My grandmother has dementia, and her husband, my grandfather, died six months ago so my parents moved her out of her house in Cleveland to live with them in Chicago. I went to Cleveland to help my parents clean out her house so that they could put it on the market, and to sort through her belongings to determine what mementos should be saved and what would be forgotten for good. As you can imagine, it wasn’t a particularly fun weekend. For one thing, my grandparents had lived in that house for 32 years and they had A LOT of stuff. Technically I think they might have qualified as hoarders, but they had enough space in their house with only two people that they were able to hide that fact from anyone who didn’t bother to really look. But we looked. And I’m starting to think they didn’t throw away anything. And I mean anything. Every telephone they ever bought (my grandfather even had his first ever cellphone, one of those giant boxes that took two hands to hold to your ear), every remote control, every theater program…every single greeting card they ever received throughout the course of their 67-year marriage. It was all still in the house. Going through the cabinets we found no fewer than six chafing dishes (do people still use chafing dishes??), all received as wedding presents and all unused.

What can I say, my grandmother clearly didn’t cook, and the evidence was in the dozens of unused pots and pans in her perfectly stocked kitchen.
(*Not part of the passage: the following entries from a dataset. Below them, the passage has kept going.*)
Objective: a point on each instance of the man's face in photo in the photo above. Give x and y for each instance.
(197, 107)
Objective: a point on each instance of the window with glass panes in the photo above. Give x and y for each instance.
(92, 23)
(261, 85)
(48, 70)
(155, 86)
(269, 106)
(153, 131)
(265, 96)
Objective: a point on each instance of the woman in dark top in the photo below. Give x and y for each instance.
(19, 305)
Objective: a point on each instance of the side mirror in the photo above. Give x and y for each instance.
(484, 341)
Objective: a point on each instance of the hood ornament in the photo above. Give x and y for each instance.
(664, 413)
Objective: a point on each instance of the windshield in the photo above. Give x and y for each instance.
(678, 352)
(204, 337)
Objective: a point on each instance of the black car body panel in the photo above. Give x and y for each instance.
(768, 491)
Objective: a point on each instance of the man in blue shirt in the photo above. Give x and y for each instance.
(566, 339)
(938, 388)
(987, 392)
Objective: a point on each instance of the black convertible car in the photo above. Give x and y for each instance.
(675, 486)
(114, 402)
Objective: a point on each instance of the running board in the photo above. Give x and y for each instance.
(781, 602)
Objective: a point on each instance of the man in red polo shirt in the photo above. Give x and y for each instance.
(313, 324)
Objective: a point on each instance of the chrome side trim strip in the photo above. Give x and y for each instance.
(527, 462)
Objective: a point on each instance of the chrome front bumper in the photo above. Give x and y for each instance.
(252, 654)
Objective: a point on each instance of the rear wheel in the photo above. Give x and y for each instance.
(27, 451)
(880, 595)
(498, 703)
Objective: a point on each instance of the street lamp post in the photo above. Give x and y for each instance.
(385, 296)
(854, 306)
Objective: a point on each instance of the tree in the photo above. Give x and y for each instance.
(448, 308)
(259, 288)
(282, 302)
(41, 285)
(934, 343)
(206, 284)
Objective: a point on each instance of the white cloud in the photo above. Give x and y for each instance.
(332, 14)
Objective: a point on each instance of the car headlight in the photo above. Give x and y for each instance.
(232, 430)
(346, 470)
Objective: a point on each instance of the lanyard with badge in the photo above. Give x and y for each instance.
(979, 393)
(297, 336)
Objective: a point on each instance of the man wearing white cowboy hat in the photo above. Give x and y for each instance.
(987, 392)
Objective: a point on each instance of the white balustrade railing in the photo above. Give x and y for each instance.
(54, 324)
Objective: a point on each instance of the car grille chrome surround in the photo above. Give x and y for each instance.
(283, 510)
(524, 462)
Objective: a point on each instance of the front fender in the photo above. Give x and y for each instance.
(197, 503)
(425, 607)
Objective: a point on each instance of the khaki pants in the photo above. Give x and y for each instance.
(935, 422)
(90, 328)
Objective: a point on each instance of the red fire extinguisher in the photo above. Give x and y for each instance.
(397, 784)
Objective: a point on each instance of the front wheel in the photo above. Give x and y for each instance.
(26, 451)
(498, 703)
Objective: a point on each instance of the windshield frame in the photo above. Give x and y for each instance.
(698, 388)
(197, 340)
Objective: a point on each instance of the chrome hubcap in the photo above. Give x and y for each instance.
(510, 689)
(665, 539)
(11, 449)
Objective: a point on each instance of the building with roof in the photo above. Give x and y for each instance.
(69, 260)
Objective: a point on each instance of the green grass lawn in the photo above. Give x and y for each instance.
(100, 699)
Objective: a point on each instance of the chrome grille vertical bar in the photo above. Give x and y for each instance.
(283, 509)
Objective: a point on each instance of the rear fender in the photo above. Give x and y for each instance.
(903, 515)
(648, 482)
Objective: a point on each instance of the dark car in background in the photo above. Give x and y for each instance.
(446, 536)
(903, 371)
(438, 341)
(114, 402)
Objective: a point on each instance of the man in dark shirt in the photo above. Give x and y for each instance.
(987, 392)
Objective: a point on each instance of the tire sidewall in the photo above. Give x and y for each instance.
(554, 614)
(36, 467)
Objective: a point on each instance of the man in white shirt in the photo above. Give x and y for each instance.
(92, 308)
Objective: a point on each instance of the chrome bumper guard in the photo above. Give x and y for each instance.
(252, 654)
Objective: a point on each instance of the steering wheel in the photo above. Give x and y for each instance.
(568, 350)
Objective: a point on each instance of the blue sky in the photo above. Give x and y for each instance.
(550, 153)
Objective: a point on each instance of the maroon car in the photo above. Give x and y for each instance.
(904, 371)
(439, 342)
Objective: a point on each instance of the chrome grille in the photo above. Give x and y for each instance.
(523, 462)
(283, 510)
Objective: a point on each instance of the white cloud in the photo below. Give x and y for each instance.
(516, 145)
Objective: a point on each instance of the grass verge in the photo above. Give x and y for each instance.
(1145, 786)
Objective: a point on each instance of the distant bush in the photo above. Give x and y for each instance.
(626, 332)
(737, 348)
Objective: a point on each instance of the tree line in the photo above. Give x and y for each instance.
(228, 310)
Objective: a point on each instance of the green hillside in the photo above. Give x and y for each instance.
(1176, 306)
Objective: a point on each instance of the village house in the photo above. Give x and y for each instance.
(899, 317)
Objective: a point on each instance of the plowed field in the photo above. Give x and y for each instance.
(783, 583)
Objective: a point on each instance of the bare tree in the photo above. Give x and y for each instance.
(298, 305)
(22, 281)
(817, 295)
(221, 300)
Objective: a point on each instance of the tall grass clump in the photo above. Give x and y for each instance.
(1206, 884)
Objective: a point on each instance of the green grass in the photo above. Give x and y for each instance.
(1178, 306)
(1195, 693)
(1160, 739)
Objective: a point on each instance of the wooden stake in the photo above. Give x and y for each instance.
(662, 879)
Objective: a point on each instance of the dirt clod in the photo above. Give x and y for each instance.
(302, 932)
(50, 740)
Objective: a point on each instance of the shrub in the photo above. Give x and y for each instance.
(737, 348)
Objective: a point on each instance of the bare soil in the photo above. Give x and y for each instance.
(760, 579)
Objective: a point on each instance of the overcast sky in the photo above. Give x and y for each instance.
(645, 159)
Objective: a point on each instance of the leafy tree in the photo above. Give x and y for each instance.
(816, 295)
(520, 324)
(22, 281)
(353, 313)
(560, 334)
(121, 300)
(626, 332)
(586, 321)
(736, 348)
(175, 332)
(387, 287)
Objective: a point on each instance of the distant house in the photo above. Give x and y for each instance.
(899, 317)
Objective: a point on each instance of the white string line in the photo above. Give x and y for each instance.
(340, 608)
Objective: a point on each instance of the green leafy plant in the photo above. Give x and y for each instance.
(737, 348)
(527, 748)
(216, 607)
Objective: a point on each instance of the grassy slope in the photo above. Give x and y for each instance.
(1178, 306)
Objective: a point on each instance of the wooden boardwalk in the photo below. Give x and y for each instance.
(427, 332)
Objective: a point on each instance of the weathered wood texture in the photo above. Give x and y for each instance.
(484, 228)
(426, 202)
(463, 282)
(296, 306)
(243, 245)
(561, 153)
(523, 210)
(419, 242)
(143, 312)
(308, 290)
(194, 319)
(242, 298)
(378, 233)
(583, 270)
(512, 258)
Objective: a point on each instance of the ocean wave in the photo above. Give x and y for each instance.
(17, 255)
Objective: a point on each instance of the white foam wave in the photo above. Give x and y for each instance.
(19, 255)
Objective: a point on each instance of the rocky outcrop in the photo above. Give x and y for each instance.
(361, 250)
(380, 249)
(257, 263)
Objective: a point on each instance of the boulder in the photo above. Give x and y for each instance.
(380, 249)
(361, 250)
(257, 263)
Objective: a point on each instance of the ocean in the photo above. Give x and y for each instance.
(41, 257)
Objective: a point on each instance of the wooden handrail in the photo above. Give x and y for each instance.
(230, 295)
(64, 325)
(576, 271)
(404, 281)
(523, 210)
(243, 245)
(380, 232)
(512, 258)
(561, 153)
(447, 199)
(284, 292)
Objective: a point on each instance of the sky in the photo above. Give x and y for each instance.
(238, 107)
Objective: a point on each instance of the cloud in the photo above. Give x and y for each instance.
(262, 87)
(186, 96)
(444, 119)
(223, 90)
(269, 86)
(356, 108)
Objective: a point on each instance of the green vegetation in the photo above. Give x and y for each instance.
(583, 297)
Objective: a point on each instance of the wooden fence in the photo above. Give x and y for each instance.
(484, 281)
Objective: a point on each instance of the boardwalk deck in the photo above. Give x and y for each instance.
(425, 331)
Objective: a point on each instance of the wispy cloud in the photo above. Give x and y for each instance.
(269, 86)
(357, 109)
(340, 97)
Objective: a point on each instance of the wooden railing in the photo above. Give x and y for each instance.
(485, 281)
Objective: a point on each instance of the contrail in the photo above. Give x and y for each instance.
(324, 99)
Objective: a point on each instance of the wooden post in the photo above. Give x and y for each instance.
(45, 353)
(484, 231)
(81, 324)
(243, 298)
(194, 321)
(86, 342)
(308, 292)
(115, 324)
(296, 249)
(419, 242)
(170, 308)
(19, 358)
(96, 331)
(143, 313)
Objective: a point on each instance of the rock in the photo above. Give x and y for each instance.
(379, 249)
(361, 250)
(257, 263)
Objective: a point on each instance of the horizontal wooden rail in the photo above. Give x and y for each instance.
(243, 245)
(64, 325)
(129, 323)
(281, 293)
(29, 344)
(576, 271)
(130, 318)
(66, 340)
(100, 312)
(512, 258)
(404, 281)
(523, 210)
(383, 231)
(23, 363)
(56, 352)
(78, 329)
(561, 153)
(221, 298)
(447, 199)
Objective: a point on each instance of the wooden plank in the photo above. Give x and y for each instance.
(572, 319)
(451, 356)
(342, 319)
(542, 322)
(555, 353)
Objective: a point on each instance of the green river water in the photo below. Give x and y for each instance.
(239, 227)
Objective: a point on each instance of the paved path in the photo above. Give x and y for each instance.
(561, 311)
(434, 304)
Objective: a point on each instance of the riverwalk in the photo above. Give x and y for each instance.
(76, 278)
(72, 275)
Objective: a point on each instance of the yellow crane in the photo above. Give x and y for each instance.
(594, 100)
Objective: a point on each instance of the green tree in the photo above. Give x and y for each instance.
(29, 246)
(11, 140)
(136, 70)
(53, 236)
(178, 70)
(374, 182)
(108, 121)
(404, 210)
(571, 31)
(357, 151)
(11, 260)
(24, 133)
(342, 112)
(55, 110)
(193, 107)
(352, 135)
But what she did do was diet. And the evidence of that habit was even more profound.

But before I tell you what I found let me first tell you a little bit about my grandmother. First and foremost, she is a truly beautiful woman. Even today at 89, wheelchair bound, and deep in the second stage of dementia, you can see it. She has a full head of perfectly coifed hair (yes, she still colors it), bright eyes, and a smile straight out of Hollywood. I can only image what she looked like walking down the street when she was 20. 

Though the pictures we found — like the ones you see on the right of my grandmother at her sister’s wedding — seem to indicate that she was, in fact, a knockout.  

She was dazzling, charismatic, and intelligent. The first woman in her family to go to college, she trained as a teacher and married her high school sweetheart (my grandfather, who you can see with her below). Then she set out to be the perfect 50’s wife back at a time when being a wife was considered the ultimate career achievement.

My Grandmother on Her Sister's Wedding Day
My Grandmother and Grandfather at the Beach

Going through her things that weekend felt like a bit like a bittersweet archeological dig. Among all the old gas bills and newspaper clippings, we also found all the letters that she and my grandfather wrote to each other when they were dating, the nightgown she’d bought for her wedding night, and my Dad’s bronze baby shoe (apparently that was a thing back then?). But the discovery that struck me more than anything was finding her collection of cookbooks — and the evidence of her lifelong quest to be have the ‘ideal’ body.

When I was a little girl visiting her house, I never registered the names along the spines of the dozens of cookbooks that lined her shelves. It also never occurred to me that it was weird for her to have so many recipe books, considering she’d never cooked me an actual meal before.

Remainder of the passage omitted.